È entrata in gioco una componente interessante del lavoro del docente, ovvero la capacità di mettere alla prova la propria creatività didattica. In questi giorni sto osservando un mondo a me inesplorato e devo dire che ci sono iniziative interessanti: video lezioni, giochi, power point, schede tradizionali e quant’altro. In alcuni casi gli esperimenti sono ben riusciti, in altri si capisce che siamo ancora alle “prove tecniche di trasmissione”, altre iniziative invece sono un po’ discutibili soprattutto perché non manca un po’ di esibizionismo.

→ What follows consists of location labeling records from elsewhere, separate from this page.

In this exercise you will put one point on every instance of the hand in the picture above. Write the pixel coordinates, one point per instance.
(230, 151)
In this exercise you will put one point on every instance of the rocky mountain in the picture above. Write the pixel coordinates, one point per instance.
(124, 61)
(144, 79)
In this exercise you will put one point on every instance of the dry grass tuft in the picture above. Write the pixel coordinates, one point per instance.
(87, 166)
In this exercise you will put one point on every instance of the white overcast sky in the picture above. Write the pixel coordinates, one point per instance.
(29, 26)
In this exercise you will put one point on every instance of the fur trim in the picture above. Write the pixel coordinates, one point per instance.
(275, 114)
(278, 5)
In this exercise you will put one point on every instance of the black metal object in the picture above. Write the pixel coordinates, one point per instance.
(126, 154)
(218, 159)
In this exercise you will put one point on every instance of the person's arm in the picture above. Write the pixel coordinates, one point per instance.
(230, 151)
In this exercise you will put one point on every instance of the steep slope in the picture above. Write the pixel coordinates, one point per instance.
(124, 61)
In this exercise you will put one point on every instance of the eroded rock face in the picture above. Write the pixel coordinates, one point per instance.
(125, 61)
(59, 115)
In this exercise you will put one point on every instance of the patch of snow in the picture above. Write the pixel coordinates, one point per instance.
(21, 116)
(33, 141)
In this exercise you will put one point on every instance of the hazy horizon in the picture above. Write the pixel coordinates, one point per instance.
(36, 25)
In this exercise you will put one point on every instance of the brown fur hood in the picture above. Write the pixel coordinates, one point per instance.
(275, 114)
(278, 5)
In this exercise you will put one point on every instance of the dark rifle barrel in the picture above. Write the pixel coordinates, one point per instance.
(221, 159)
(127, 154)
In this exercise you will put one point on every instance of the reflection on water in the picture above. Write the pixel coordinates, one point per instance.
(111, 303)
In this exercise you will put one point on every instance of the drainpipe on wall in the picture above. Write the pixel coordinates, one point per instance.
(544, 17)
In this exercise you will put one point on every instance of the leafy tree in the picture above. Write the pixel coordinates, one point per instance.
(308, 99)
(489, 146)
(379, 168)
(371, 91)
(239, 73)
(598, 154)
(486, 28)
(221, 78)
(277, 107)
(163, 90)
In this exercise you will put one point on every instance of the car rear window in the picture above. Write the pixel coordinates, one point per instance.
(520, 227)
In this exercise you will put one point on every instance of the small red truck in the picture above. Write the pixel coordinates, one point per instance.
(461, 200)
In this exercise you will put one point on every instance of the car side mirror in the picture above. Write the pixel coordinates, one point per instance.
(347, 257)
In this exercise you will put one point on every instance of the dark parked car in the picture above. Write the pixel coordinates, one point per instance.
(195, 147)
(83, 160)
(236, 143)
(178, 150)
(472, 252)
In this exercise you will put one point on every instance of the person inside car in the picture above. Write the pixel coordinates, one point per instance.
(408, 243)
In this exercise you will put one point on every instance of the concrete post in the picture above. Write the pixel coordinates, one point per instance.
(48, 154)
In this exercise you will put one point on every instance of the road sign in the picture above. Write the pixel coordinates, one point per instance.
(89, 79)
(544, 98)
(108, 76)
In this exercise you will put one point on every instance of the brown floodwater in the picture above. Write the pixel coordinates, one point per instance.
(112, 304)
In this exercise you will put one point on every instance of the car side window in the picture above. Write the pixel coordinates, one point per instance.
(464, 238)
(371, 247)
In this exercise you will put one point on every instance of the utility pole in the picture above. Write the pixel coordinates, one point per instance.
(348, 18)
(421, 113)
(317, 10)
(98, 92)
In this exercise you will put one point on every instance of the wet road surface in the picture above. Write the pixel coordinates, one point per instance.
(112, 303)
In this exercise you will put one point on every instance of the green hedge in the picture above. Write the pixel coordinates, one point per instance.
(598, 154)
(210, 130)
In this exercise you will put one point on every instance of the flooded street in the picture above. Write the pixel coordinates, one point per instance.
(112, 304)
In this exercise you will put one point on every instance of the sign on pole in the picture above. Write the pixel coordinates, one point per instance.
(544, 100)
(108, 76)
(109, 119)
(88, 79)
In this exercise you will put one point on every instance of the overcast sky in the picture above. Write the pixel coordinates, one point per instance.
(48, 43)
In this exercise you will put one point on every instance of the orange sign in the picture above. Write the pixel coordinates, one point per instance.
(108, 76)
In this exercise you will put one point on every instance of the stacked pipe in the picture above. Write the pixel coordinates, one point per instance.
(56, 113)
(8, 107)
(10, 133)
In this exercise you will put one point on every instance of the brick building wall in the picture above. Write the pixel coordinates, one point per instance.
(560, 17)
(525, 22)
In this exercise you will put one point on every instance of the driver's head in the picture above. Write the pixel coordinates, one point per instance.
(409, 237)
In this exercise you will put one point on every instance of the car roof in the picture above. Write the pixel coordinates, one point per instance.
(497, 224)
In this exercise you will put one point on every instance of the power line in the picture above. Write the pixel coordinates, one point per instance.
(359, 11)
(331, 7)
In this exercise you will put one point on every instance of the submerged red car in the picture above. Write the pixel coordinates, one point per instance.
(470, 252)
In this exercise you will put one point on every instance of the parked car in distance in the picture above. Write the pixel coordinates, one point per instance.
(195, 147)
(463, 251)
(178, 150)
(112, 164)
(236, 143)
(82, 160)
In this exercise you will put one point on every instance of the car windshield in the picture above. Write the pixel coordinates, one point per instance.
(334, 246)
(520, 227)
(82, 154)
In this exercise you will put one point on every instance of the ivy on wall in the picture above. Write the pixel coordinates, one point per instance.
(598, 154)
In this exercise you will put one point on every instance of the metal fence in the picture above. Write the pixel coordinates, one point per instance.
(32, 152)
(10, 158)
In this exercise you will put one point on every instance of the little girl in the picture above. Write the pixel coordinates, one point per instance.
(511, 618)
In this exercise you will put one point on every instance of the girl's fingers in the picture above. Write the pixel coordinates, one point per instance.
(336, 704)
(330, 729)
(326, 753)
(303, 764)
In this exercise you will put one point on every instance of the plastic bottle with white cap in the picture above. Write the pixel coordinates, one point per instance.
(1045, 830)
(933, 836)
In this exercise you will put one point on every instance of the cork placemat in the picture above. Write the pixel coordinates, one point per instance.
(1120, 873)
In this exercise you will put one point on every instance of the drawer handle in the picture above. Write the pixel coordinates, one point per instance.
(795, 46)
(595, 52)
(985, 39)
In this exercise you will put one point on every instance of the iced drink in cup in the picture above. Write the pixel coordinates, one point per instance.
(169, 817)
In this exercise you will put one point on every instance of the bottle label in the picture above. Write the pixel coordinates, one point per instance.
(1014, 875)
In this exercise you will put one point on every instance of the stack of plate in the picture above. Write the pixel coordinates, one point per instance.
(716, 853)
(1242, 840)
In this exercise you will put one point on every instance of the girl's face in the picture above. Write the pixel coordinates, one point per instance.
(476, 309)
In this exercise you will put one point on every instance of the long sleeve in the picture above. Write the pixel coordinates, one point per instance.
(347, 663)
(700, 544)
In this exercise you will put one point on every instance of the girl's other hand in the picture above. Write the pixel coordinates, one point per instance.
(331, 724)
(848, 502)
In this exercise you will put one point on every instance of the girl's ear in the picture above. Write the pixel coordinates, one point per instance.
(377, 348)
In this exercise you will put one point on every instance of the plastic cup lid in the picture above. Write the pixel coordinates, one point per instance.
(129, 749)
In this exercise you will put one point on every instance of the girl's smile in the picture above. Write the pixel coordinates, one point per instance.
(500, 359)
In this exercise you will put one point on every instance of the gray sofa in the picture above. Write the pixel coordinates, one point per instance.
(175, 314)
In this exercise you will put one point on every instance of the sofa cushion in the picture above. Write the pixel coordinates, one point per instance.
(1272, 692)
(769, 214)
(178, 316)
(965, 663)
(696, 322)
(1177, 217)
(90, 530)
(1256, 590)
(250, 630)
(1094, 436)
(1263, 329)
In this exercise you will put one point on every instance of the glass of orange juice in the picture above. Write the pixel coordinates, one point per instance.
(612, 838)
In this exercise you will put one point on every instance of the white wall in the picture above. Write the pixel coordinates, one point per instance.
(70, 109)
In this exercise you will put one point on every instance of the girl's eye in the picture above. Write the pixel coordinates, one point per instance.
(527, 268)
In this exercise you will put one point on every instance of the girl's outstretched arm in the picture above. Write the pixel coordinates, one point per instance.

Certo è che ai docenti è stato richiesto, e a volte preteso, un cambiamento improvviso. Come spesso ho avuto modo di constatare, nella scuola ogni processo di innovazione viene assorbito molto lentamente perché gli insegnanti hanno scolpito nel cuore il rassicurante quanto pericoloso detto “facciamo come abbiamo fatto l’anno scorso”. In questa inedita situazione però bisogna avere comprensione: come non si può chiedere ad un cavallo di correre come un ghepardo, così non possiamo pretendere che tutti i docenti possano all’improvviso applicare una didattica alternativa e innovativa a quella tradizionale.
Una volta superata l’emergenza spero che il mondo della scuola rifletta su questo aspetto. È necessario un rinnovamento delle infrastrutture, corsi di aggiornamento specifici che possano formare i docenti per il nuovo modo di lavorare. Molti istituti si sono trovati spaesati davanti a tante novità. Servirà soprattutto un cambio di rotta da parte dei docenti i quali dovranno prendere consapevolezza che oltre alla classica – e pur sempre affascinante – lezione frontale con libri e quaderni, il sapere può essere trasmesso ai nostri alunni con mezzi a loro più vicini. Lo scollamento tra i nativi digitali e gli analfabeti informatici è intollerabile soprattutto nel mondo della scuola.
La speranza è di tornare quanto prima ad incontrare dal vivo i nostri alunni. Ci perderemo in un lungo abbraccio nell’attesa che tornino le domande, le osservazioni e le aule piene di vita.